“Kuşlar gibi uçmasını, balıklar gibi yüzmesini öğrendik; ama bu arada çok basit bir sanatı unuttuk: Kardeş olarak yaşamayı.”
(Martin Luther King)
Umutla Başlayan Sessiz Bir Süreç
Türkiye’de, onlarca yıl boyunca hem maddi hem de manevi bedeller ödeten bir terör belasıyla mücadele ettik. Güvenlik güçlerinin kahramanca çabaları, siyasi iradenin kararlılığı ve toplumun ortak sağduyusuyla bugün nihayet silahların sustuğu, umut dolu bir sessizliğe ulaşıldı. Bu sessizlik, sadece bir güvenlik ve siyaset başarısı değil; aynı zamanda bir toplumsal yeniden doğuşun habercisidir. Çünkü huzur, sadece sınırların güvenliğiyle değil; kardeş olarak yaşamakla, düşmanlara karşı toplumsal dayanışmayla, milli ve manevi değerlerimize sahip çıkmakla, okul kampüslerinde nitelikli eğitim ve bilimsel araştırmalarla ve zihinlerin özgürleşmesiyle anlam kazanır.
Son 50-60 yıldır, Türkiye'nin mücadele ettiği silahlı/silahsız terör belası, bugüne kadar sadece güvenliği değil, toplumun tüm kesimlerini, ekonomik alandaki tüm üretim sektörlerini, eğitim ve bilimsel alanları derinden ve olumsuz bir şekilde etkilemiştir. Terörün bazı bölgelerimizde özellikle eğitim-öğretim ve yükseköğretim alanındaki gelişmelere verdiği zararlar hem can kaybı noktasında hem de ekonomik açıdan toplumu ve o bölgelerimizi derinden etkilemiştir. Eğitimciler, bilim insanları ve yatırımcı iş adamları güvenlik sebepleriyle bu bölgelerimizde görev ve yatırım yapma noktasında çekingen davranmışlardır. Terör ortamları Doğu ve Güneydoğu’da çocukların okul ve gençlerin üniversite hayallerini ve öğretmenlerin/akademisyenlerin görev aşkını uzun yıllar gölgelemişti.
Son yıllarda devletimizin terör örgütleriyle karşı verdiği kararlı mücadelesi ve bölge ülkelerindeki bazı gelişmeler neticesinde umutla başlayan sessiz bir döneme girdik. Silahların sustuğu ve bırakıldığı, barışın konuşulduğu bu sürecin başarıya ulaşması halkımızın çoğunluğunun ortak dileği olduğunu düşünüyorum.
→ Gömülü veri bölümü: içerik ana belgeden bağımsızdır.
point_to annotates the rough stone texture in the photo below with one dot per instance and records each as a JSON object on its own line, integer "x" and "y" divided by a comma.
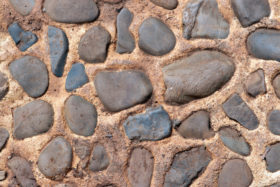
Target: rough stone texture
{"x": 250, "y": 11}
{"x": 93, "y": 45}
{"x": 71, "y": 11}
{"x": 255, "y": 83}
{"x": 263, "y": 44}
{"x": 140, "y": 167}
{"x": 236, "y": 109}
{"x": 234, "y": 141}
{"x": 235, "y": 172}
{"x": 187, "y": 166}
{"x": 123, "y": 89}
{"x": 56, "y": 158}
{"x": 196, "y": 76}
{"x": 197, "y": 126}
{"x": 152, "y": 125}
{"x": 155, "y": 37}
{"x": 81, "y": 116}
{"x": 31, "y": 74}
{"x": 22, "y": 171}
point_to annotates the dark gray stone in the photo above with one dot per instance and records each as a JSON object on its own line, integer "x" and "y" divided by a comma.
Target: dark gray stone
{"x": 197, "y": 126}
{"x": 155, "y": 37}
{"x": 264, "y": 44}
{"x": 76, "y": 77}
{"x": 93, "y": 45}
{"x": 31, "y": 74}
{"x": 236, "y": 109}
{"x": 250, "y": 11}
{"x": 56, "y": 158}
{"x": 23, "y": 39}
{"x": 58, "y": 44}
{"x": 233, "y": 139}
{"x": 123, "y": 89}
{"x": 126, "y": 42}
{"x": 99, "y": 159}
{"x": 22, "y": 171}
{"x": 152, "y": 125}
{"x": 71, "y": 11}
{"x": 140, "y": 168}
{"x": 196, "y": 76}
{"x": 187, "y": 166}
{"x": 81, "y": 115}
{"x": 202, "y": 19}
{"x": 235, "y": 172}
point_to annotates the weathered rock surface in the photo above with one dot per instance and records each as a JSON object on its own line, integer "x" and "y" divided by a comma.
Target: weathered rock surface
{"x": 236, "y": 109}
{"x": 152, "y": 125}
{"x": 196, "y": 76}
{"x": 187, "y": 166}
{"x": 155, "y": 37}
{"x": 140, "y": 168}
{"x": 81, "y": 115}
{"x": 123, "y": 89}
Bu gelişmeler, Türkiye’nin her açıdan gelişmesi için tarihi bir fırsattır. Bin yıldır Türk/Kürt/Laz/Çerkez/Arap vb kavimlerden birçok kardeşimizle ortak değerimizi paylaştık, İslam’ın bayraktarlığını yaptık, Çanakkale’de ve Kurtuluş Savaşında omuz omuza düşmana karşı mücadele ettik. Tarihimizden aldığımız/alacağımız ilham ve motivasyonla, bu fırsatın iyi değerlendirileceğimize ve sürecin başarıyla sonuçlanacağına inanıyorum.
Huzur Ortamında Eğitim ve Bilimsel Araştırma Süreçlerinin Dönüşümü
Terörsüz ve huzurlu ortamlarda eğitim sisteminin paydaşları olan öğrencilerin, öğretmenlerin, velilerin ve akademisyenlerin daha güvenli ve verimli bir sürece gireceklere dair kimsenin şüphesi yoktur. Bu süreçte yaşanabilecek bazı olumlu gelişmeler şu şekilde özetlenebilir:
- Terör tehdidi nedeniyle eğitimden uzak kalan kırsal ve dezavantajlı bölgelerdeki çocuklar, artık eğitim hayatına kesintisiz devam edebilecek. Taşımalı eğitim gibi ara çözümler yerine, yerinde eğitim uygulamaları yaygınlaşacak. Öğretmen ve akademisyen sayısı ve yükseköğretimde eğitim-araştırma imkânları artacak ve kaliteli eğitime geçiş sağlanacak. Neticede, eğitime ve bilimsel araştırmaya erişilebilirlik, devamlılık ve verimlilik artacak.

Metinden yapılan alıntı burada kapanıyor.